In picture-writing this is shown upon the figure of a man by the presence of parallel lines drawn downward from the back of the head, with cross lines, the whole appearing like small squares or a piece of net.

Dr. George Gibbs mentions a pictograph made by one of the Northwestern tribes (of Oregon and Washington) upon which “the figure of a man, with a long queue, or scalp-lock, reached to his heels, denoted a Shoshonee, that tribe being in the habit of braiding horse- or other hair into their own in that manner.” See Contrib. to N. A. Ethnol., Vol. I, p. 222.

This may have reference to the Shoshoni Indians among the extreme Northwestern tribes, but it can by no means be positively affirmed that the mark of identification could be based upon the custom of braiding with their own hair that of animals to increase the length and appearance of the queue, as this custom also prevails among the Absaroka and Arikara Indians of Montana and Dakota, respectively, as above described.

Pictures drawn by some of the northern tribes of the Dakota, the Titon, for instance, show the characteristic and distinctive features for a Crow Indian to be the distribution of the red war paint, which covers the forehead. A Dakota upon the same picture is designated by painting the face red from the eyes down to the end of the chin. Again, the Crow is designated by a top-knot of hair extending upward from the forehead, that lock of hair being actually worn by that tribe and brushed upward and slightly backward. See the seated figure in the record of Running-Antelope in Fig. 127, page 210.

The Pueblos generally, when accurate and particular in delineation, designate the women of that tribe by a huge coil of hair over either ear. This custom prevails also among the Coyotèro Apaches, the women wearing the hair in a coil to denote a virgin or an unmarried person, while the coil is absent in the case of a married woman.

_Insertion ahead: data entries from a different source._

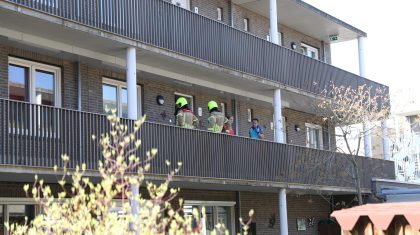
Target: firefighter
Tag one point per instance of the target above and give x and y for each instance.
(184, 116)
(217, 120)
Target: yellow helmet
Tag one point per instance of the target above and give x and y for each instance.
(181, 102)
(212, 104)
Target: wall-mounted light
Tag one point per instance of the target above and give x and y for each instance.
(293, 45)
(160, 100)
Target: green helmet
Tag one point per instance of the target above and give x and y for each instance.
(212, 104)
(181, 102)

The following remarks are extracted from the unpublished “Catalogue of the Relics of the Ancient Builders of the Southwest Tablelands,” by Mr. Thomas V. Keam:

“The Maltese cross is the emblem of a virgin; still so recognized by the Mokis. It is a conventional development of a more common emblem of maidenhood, the form in which the maidens wear their hair arranged as a disk of three or four inches in diameter upon each side of the head. This discoidal arrangement of their hair is typical of the emblem of fructification, worn by the maiden in the Muingwa festival. Sometimes the hair, instead of being worn in the complete discoid form, is dressed from two curved twigs, and presents the form of two semi-circles upon each side of the head. The partition of these is sometimes horizontal and sometimes vertical. A combination of both of these styles presents the form from which the Maltese cross was conventionalized. The brim decorations are of ornamental locks of hair which a maiden trains to grow upon the sides of the forehead.”

This strongly marked form of Maltese cross, the origin of which is above explained, appears frequently in the pottery, and also in the petroglyphs of the Moki.


Regarding the apparent subject matter of pictographs an obvious distinction may be made between hunting and land scenes such as would be familiar to interior tribes and those showing fishing and water transportation common to seaboard and lacustrine peoples. Similar and more perspicuous modes of discrimination are available. The general scope of known history, traditions, and myths may also serve in identification.


Knowledge of the priscan homes and of the migrations of tribes necessary to ascertain their former habitat in connection with the probable age of rock-etchings or paintings is manifestly desirable.